Como a estas alturas de viaje uno ya ha llegado al convencimiento de que no está para recibir muchas más medallas, revelaré aquí que la primera pista para denunciar que a Paco Rabal le querían birlar su nombre de la Casa de la Cultura de Albudeite me la dio el exconcejal de IU en Murcia, Nacho Tornel, un tipo tan íntegro como de una sola pieza, en una red social. Desde ahí fui tirando del hilo hasta descubrir que la propuesta, a través de una estrambótica moción, consistía en sustituir al actor aguileño por el padre de una concejala del equipo de gobierno municipal. Que, además, el alcalde pretendía también darle el nombre de su propio progenitor, con apodo incluido, a un callejón del pueblo. Y que los poetas Rafael Alberti y el archenero Vicente Medina correrían suerte parecida a la del desaparecido Rabal.
Nunca un par de post [1 y 2], publicados en mi página de Facebook y enlazados en la de Twitter, tuvieron tanto eco y repercusión. Los titulé La identidad perdida, como sentido lamento ante lo injusto que aún ocurre en una tierra donde parece que seguimos sin tener muy claro quiénes somos y, lo que puede ser peor, lo que aspiramos a ser. Este intento fallido de los gobernantes del PP y Ciudadanos en Albudeite, al pretender arreglar cuentas con la historia a base de cambiar las placas del callejero, me recordó algo que relaté en otro artículo hace un lustro y que ocurrió en mi pueblo, hacia 1979, nada más llegar los socialistas al poder en el ayuntamiento de Alguazas.
A mi padre, funcionario municipal, le encomendaron elaborar un listado con los nombres de las calles para, con él confeccionado, proceder al cambio de los que consideraran improcedentes “por su marcado cariz político”. Comenzó a leer aquella lista ante los ediles, con notable y lógica presencia en ella de personajes vinculados al régimen franquista, hasta llegar al escritor y pensador vasco Miguel de Unamuno, al que un veterano concejal del grupo mayoritario tildó sin más consideraciones de fascista.
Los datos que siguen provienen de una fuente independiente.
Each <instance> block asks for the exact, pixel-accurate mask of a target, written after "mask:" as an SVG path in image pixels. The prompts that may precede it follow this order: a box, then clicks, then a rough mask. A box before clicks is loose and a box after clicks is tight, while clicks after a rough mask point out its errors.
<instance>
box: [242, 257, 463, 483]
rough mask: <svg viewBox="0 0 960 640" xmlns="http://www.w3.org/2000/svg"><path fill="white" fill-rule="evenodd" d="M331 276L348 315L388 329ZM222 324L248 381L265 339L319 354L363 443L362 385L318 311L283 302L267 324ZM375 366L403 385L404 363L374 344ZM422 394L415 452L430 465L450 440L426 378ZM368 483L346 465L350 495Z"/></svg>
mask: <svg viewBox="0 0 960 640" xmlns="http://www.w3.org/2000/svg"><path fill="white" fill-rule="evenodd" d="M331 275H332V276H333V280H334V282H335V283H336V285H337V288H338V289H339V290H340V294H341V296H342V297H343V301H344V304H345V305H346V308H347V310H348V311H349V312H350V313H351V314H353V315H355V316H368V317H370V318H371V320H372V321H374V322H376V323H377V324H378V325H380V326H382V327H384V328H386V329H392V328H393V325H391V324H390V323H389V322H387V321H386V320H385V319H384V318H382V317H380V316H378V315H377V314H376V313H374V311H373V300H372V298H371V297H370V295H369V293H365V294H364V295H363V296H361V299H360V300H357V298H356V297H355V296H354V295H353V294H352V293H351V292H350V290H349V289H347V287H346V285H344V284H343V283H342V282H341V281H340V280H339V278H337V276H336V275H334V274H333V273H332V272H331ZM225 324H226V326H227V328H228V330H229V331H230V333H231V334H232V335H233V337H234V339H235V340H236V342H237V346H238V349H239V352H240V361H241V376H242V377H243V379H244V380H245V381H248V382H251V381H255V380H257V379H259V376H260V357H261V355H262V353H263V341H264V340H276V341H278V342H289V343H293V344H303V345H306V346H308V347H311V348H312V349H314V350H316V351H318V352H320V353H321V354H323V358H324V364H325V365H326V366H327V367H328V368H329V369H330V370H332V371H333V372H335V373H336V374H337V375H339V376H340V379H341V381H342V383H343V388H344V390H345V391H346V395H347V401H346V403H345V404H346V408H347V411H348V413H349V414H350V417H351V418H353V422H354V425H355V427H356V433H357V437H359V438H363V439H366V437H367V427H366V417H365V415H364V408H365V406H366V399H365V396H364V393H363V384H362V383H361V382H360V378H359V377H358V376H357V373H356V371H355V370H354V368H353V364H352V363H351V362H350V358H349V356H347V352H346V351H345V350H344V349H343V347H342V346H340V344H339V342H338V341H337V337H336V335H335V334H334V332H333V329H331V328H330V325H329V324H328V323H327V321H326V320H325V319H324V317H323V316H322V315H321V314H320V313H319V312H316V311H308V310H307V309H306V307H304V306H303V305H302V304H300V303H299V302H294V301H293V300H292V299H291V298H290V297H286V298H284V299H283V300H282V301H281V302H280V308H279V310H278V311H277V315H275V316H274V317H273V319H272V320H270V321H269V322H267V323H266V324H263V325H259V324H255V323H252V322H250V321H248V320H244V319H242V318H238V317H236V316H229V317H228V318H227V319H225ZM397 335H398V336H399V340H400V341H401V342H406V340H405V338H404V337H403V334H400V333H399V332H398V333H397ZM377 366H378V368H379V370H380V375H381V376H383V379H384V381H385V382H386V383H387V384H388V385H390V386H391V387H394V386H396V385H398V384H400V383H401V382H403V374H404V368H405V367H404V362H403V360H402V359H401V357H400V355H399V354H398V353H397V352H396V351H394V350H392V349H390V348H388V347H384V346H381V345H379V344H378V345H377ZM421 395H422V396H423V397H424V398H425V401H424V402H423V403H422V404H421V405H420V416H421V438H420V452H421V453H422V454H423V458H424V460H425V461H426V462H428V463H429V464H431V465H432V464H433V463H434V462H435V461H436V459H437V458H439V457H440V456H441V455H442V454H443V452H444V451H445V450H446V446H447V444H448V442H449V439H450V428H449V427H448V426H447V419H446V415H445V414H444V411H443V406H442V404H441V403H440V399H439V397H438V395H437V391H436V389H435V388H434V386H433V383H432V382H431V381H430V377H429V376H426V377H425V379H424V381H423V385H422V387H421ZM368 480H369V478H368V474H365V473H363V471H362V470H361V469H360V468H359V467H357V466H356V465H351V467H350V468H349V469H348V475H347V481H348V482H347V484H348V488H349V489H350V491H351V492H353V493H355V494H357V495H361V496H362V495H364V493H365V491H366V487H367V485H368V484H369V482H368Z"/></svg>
Mi padre no tuvo más remedio que discrepar por aquella apreciación, tras lo que argumentó su razonamiento y, finalmente, a Unamuno se le respetó su calle.
Lo que no conté en aquel artículo es que años después, comentando la anécdota con él, y durante una sobremesa mientras degustábamos un café, le llegué a preguntar:
–Y si en lugar de Unamuno hubiera sido Federico García Lorca, ¿habrías intentado también hacer entrar en razón a aquella gente?
Mi padre se sonrió, me miró al instante y me dijo:
–No te quepa duda. Y con Miguel Hernández, Machado e incluso con Alberti.
Aquella lección la tengo aprendida desde entonces. Quien me estaba diciendo esto era un hombre que hasta 1974, cada 20 de noviembre, leyó públicamente durante años el testamento político de José Antonio, ante la cruz de los caídos, en mi pueblo, ataviado con la camisa azul de la Falange. Un hombre comprometido con su ideología, ciertamente, pero que por encima de todo había leído, estudiado y cultivado para distinguir lo justo de lo injusto, lo ético de lo inmoral y lo tolerante de lo sectario. Porque los sectarios siempre han temido al hombre libre, como escribiera el hoy recuperado Chaves Nogales. Es quizá por eso que, en su memoria, tal y como un día él salvó a Unamuno, yo también haya intentado ahora salvar a Paco Rabal, un actor al que, por otra parte, tanto admiramos ambos cuando lo contemplábamos en la pantalla.